In schizophrenia, as summarized by Dr. Ken Davis, there is now evidence of glial cell defects at the level of: (1) their size and number in the cerebral cortex; (2) their deficient activation as marked by decreases in glial fibrillary acidic protein (GFAP) and mRNA (a marker of glial health and activity) in both bipolar illness and schizophrenia; (3) the pathological appearance of the nucleus and cytoplasm of glial cells (as visualized on electron microscopy); and (4) in the breakdown of the smooth myelin sheath that surrounds neurons that is made by the glial oligodendrocytes or Schwann cells.
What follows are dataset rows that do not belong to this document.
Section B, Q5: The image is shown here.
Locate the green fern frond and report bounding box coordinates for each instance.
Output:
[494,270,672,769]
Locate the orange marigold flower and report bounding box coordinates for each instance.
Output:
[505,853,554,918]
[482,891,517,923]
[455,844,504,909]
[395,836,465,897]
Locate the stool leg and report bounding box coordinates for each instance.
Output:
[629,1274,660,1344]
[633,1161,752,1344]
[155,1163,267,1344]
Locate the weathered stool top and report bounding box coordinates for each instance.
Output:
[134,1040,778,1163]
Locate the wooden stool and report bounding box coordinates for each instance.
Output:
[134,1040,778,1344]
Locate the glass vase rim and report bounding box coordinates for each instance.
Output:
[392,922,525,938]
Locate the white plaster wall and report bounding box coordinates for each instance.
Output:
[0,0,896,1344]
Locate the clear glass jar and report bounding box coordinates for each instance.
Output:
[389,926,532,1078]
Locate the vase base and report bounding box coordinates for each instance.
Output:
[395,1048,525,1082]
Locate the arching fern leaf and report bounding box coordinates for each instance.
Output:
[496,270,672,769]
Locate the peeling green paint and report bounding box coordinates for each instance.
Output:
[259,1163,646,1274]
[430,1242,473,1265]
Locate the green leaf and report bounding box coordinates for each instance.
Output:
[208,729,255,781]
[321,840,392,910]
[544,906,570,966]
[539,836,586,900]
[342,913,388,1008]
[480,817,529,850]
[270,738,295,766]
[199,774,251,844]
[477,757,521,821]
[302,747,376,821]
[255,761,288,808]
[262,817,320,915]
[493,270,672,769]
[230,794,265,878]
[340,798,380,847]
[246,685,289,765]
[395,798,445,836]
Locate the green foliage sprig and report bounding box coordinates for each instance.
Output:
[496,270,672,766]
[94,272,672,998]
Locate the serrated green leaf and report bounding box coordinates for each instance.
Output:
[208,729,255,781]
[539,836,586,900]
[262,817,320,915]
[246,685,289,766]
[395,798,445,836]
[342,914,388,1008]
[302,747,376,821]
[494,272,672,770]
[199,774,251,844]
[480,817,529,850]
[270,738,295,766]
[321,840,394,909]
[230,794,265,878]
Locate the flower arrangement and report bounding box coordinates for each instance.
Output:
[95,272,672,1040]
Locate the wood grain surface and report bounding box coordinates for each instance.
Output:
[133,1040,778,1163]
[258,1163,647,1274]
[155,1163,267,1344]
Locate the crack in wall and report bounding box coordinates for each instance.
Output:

Glial pathology in individuals with schizophrenia is also documented by brain imaging techniques (such as magnetic resonance imaging [MRI]) which reveals white matter alterations (using MRI) and alterations in glial white matter tracts (using defusion tensor imaging).

  This convergence of evidence greatly increases our understanding of one aspect of the pathophysiology of these major illnesses. A pathology involving glial cells, rather than nerve cells (which conduct nerve impulses in all the major messenger systems in the brain), makes sense in psychiatric illnesses where there are no specific neurological defects as seen in many of the more classic illnesses treated by neurologists. Yet glial cells are intimately involved in the biochemical metabolic and neurotrophic support of the function of neurons, and glial actions at the synapses are crucial to normal neuronal transmission. Glia take up excess glutamate (which can be neurotoxic) and produce neurotrophic factors which keep cells alive, as well as interacting with other systems in transmitter-like actions. Thus, a loss of normal glial function could have dramatic impacts on normal neuronal function.

 

III.  Clinical Implications

  So why is that important for bipolar disorder? How do these new findings represent a paradigm shift with accompanying new clinical and therapeutic implications? The answer is that we have now begun to acquire specific and replicable insights into some aspect of the neuropathology of bipolar illness and schizophrenia which can then be targeted for therapeutics. Moreover, the implications for current treatments and their clinical application are much clearer with some potentially dramatic surprises as well.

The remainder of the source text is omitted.